Finish Line, which will become an exclusive athletic footwear partner of Macy’s, will operate through the latter’s 450 plus locations as leased departments against a licensing fee, with rollout commencing in Spring 2013 and to be finished by Fall 2014. Additionally, Finish Line would manage Macy’s footwear collections and stock across 225 outlets starting in Spring 2013.
The deal seems to be profitable for both the parties. The addition of branded Finish Line products in the kitty will assist Macy’s in becoming a favorite destination for exclusive footwear collections, apart from its apparel, cosmetics and home furnishings offerings. This would help it to attract traffic both in stores and online.
On the other hand, Macy’s presence will facilitate Finish Line to tap under penetrated markets and enhance its customer base. The deal is expected to augment Finish Line’s top line by $250 million to $350 million annually in the long run. Currently, Finish Line operates 638 stores in malls.

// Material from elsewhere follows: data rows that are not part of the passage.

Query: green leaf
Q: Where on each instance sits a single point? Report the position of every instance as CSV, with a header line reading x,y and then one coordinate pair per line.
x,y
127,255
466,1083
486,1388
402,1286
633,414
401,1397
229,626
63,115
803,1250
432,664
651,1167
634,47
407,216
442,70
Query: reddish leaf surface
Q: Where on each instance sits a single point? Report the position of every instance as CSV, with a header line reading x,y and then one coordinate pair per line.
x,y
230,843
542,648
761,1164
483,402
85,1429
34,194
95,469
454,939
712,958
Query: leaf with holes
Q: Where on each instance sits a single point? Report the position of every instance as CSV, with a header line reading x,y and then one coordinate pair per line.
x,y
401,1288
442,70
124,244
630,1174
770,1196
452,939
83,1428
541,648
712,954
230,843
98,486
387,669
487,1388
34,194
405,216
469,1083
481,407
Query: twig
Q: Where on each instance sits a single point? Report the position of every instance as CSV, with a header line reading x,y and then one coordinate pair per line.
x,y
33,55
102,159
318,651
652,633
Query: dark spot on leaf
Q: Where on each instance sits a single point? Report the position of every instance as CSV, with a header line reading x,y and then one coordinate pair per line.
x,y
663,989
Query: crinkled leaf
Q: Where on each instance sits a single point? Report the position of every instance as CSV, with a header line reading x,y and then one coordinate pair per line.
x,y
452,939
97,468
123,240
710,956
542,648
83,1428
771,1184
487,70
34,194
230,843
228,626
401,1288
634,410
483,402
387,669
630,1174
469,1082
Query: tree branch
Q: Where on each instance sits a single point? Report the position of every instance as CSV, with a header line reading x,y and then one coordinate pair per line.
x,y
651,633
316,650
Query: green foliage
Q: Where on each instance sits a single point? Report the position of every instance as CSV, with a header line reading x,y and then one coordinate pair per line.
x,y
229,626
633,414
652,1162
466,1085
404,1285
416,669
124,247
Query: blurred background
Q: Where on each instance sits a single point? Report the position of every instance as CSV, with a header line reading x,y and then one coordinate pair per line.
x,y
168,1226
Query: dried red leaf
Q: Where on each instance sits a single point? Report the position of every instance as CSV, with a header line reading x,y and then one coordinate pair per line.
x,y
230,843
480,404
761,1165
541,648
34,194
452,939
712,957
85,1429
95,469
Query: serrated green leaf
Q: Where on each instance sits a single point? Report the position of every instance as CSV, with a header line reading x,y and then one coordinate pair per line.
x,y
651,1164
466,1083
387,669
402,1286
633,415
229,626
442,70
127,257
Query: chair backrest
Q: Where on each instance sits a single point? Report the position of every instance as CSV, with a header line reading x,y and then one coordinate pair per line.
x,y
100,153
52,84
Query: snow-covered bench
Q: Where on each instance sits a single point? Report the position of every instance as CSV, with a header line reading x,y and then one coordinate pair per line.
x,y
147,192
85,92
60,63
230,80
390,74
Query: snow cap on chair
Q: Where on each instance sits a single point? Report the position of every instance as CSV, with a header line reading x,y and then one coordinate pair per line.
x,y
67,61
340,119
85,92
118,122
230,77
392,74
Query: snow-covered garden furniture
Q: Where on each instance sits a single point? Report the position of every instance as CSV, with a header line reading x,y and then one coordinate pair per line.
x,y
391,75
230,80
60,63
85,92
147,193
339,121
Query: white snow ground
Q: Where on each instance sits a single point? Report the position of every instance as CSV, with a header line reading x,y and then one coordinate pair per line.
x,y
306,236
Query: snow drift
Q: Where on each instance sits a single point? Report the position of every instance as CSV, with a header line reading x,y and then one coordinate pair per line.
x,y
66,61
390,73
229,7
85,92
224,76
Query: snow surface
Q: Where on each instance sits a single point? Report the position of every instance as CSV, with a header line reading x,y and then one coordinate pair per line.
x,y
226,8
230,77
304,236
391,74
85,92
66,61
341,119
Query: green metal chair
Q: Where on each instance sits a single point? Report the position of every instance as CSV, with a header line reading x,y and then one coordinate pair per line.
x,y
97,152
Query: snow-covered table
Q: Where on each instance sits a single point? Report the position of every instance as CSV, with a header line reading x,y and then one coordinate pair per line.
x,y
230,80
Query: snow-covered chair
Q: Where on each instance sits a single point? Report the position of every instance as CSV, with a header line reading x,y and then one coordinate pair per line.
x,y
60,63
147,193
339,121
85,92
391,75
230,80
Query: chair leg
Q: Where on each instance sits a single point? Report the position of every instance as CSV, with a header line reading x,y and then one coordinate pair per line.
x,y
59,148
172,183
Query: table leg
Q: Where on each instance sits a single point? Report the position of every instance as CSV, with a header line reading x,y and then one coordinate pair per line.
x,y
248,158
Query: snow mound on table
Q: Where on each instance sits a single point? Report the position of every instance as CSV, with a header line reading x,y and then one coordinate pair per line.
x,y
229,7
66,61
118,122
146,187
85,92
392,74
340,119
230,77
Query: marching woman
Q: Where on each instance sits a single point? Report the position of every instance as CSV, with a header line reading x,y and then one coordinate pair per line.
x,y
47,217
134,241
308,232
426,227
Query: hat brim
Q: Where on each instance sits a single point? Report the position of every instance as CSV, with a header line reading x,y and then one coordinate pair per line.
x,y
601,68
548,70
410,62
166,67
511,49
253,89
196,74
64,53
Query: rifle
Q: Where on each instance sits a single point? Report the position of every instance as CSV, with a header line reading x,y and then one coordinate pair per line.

The store-within-store concept is not new. J. C. Penney Company Inc. (JCP) operates in-store Sephora departments, and has also incorporated stores of MNG by Mango and Call It Spring by The ALDO Group in its store suite.
Macy’s departmental stores sell a wide range of merchandise. Its products include men’s, women’s, and children’s apparel and accessories, cosmetics, home furnishings and other consumer goods.
In an attempt to increase sales, profitability and cash flow, the company has been taking steps such as integration of operations, consolidation of divisions, customer-centric localization initiatives, as well as developing e-commerce business and online order fulfillment centers. Moreover, Macy’s continues to focus on price optimization, inventory management and merchandise planning to drive traffic.
However, the company’s customers remain sensitive to macroeconomic factors including interest rate hikes, increase in fuel and energy costs, credit availability, unemployment levels and high household debt levels, which may negatively impact their discretionary spending, and in turn the company’s growth and profitability.
Currently, we have a long-term Neutral recommendation on the stock. However, Macy’s holds a Zacks #2 Rank that translates into a short-term Buy rating, and well defines its relentless endeavors to combat an economy that still lacks luster.